Il y eut un moment de flottement.
- J'espère que tu as une bonne explication à me fournir, gronda Victorien.
- Je te dirai tout en rentrant, promit Eloïse.
Avant d'y réfléchir à deux fois et de le laisser en rajouter une couche, elle lui raccrocha au nez et mit son téléphone en silencieux. Elle ne trouverait jamais les mots justes pour dire à Zéro à quel point elle le détestait.
Au moins, son fichu sortilège de magie rouge s'était dissipé.
Quand le train arriva à Lille Europe, ils furent les premiers à en descendre. Cela faisait du bien de retrouver un lieu familier.
- On est encore en vie, soupira-t-elle. C'est une victoire.
- Ça aurait pu être pire, argua Zéro.
- Et ça aurait pu être largement mieux, aussi. Tu pourrais me remercier.
Il l'ignora, fidèle à lui-même. Eloïse laissa complètement tomber l'affaire. Elle essaya de relativiser en se disant que comme ça, les laboratoires ne mettraient pas la main sur l'épée de Lysandre Anaxagoras.
Ils montèrent les escaliers pour sortir de la gare. Ils avaient environ dix minutes de marche jusqu'au parc où se trouvait la Porte des Mondes.
Seulement, ils n'eurent pas l'occasion de quitter les lieux. Eloïse repéra Victorien, un peu plus loin, qui guettait les environs à sa recherche. Il ne manquait plus que ça, il était déjà là.
Quand Eloïse voulut invectiver Zéro, le Madrigan se rendit invisible et se fit la malle pour la laisser seule et outrée. Elle cligna des yeux et laissa échapper un rire nerveux.
- Non mais quel culot, marmonna-t-elle.
C'était trop lui en demander que de se justifier auprès de Victorien ? Tout ça, c'était sa faute !
Dès que le mage la noir la repéra, elle et sa chevelure blanche qui passait tout sauf inaperçue, il la rejoignit d'un pas vif.
- Toi, dit-il, on doit parler.
Eloïse se passa les mains sur le visage.
- Écoute, commença-t-elle, je suis désolée. C'est une histoire un peu compliquée, je ne voulais pas aller à Londres, à la base.
- Il n'empêche que tu t'y es retrouvée.
- Je n'ai pas eu le choix ! Il y avait ce magicien, Zéro, qui avait une carte pour trouver l'épée de Lysandre Anaxagoras et qui avait besoin de quelqu'un pour l'accompagner, alors...
Victorien saisit son bras avant qu'elle ne puisse finir et analysa la coupure que lui avait laissé le couteau.
- Qu'est-ce qui t'es arrivé ?
- On a peut-être croisé les chasseurs de magiciens de Londres, admit Eloïse.

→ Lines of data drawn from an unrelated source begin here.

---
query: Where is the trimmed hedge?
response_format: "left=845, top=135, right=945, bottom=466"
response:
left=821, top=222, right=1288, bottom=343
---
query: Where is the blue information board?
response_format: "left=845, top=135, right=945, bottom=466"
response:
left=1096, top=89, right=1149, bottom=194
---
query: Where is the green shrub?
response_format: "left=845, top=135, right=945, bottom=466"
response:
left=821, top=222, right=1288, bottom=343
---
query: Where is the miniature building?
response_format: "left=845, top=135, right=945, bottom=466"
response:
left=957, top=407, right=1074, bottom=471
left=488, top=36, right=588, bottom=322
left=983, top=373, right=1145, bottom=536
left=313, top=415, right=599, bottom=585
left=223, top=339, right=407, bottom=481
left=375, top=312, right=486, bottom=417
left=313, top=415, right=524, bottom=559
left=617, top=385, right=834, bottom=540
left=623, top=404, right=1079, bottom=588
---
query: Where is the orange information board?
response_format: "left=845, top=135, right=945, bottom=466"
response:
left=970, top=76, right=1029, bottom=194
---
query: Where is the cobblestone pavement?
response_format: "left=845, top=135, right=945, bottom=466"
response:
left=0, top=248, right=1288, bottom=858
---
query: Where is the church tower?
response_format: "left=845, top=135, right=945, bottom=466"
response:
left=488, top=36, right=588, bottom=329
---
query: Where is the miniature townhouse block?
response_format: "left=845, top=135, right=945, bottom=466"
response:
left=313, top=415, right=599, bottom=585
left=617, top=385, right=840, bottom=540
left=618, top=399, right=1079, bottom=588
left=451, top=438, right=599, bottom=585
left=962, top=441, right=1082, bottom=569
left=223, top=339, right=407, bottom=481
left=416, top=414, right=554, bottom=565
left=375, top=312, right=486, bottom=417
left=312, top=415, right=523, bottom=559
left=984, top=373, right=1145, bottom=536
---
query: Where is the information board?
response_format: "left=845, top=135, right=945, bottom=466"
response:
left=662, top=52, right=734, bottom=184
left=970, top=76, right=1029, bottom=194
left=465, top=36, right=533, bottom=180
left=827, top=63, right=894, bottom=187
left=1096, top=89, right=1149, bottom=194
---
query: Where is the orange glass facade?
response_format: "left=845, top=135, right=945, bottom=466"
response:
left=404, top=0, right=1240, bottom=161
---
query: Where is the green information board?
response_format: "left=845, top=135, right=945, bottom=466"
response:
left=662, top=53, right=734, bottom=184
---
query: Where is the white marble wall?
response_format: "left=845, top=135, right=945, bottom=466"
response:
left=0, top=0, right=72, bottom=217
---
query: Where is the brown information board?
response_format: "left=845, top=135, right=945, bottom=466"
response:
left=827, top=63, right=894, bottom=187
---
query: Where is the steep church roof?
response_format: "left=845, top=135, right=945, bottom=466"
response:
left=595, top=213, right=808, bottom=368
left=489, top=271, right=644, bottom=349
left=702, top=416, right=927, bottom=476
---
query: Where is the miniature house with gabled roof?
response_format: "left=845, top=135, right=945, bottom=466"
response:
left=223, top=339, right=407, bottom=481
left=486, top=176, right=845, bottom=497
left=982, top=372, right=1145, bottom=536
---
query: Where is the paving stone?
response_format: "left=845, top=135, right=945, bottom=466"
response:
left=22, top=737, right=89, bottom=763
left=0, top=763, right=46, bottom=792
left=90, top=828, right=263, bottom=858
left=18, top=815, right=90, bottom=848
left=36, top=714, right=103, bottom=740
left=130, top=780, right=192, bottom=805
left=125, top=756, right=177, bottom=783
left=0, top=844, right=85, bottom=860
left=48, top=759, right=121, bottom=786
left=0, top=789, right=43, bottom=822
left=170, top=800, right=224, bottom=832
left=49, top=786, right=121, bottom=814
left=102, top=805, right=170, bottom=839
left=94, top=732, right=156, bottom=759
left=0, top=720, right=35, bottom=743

- Si tu pouvais cesser de me donner des raisons d'être en colère, ce serait aimable.
Elle s'excusa une nouvelle fois et termina d'expliquer l'histoire, en insistant bien sur le fait qu'on l'avait forcée à aller là-bas et qu'elle avait refusé. Victorien poussa un soupir de frustration.
- Je suppose que je vais me contenter du fait que tu es en un seul morceau.
- Désolée...
- J'avais entendu tes excuses la première fois. Je les accepte tant que tu ne refais plus jamais ça.
- C'était pas prévu, j'ai eu ma dose.
- Bien.
Victorien posa une main sur son dos pour l'entraîner en dehors de la gare, non sans tension.
Eloïse avait connu mieux, comme fin de vacances.